Gold spot fell by 1.7%, to $3.185.87 per ounce at 1007 ET (14.07 GMT), and has fallen 4.2% this week. Prices reached a new record of $3,500.05 last month amid increased tariff tensions.
U.S. Gold Futures fell 1.2% to $3188.70.
The thawing out of the U.S. - China trade war has rekindled risk appetite in the broader market. This shift has caused profit-taking by futures traders in the gold market and triggered a wave of liquidation lasting a week, according to Jim Wycoff.
Washington and Beijing announced earlier this week a 90-day break while they worked out the details of ending their titt-for-tat trading war. The U.S. announced that it would reduce "de minimis fees" on smaller shipments coming from China.
After a period of uncertainty, Wall Street's main three indexes have opened higher this Friday.
Bullion is a hedge for economic and geopolitical instability. Bullion tends to perform well in an environment with low interest rates.

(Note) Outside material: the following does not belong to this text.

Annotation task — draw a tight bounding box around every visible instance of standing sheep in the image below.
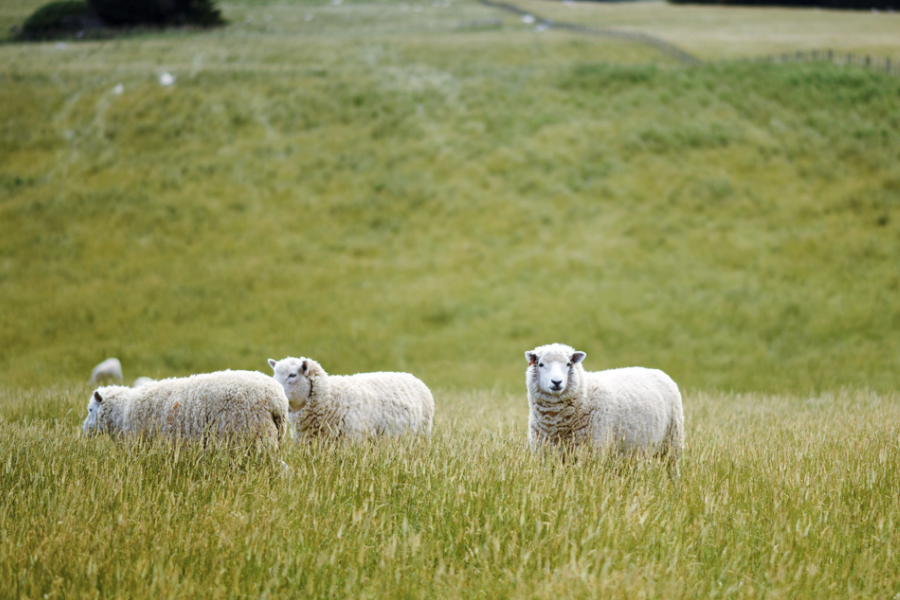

In the United States, the recent data on inflation, coupled with economic data that was weaker than expected, has fueled bets for more Federal Reserve rate reductions this year.
The markets expect that the U.S. Central bank will implement two rate reductions, starting in September.
Spot silver fell 1.3%, to $32.27 per ounce. It also dropped over 1% in the past week.
Wycoff said, "It appears to me that silver's price could rise if the bull market in gold continues."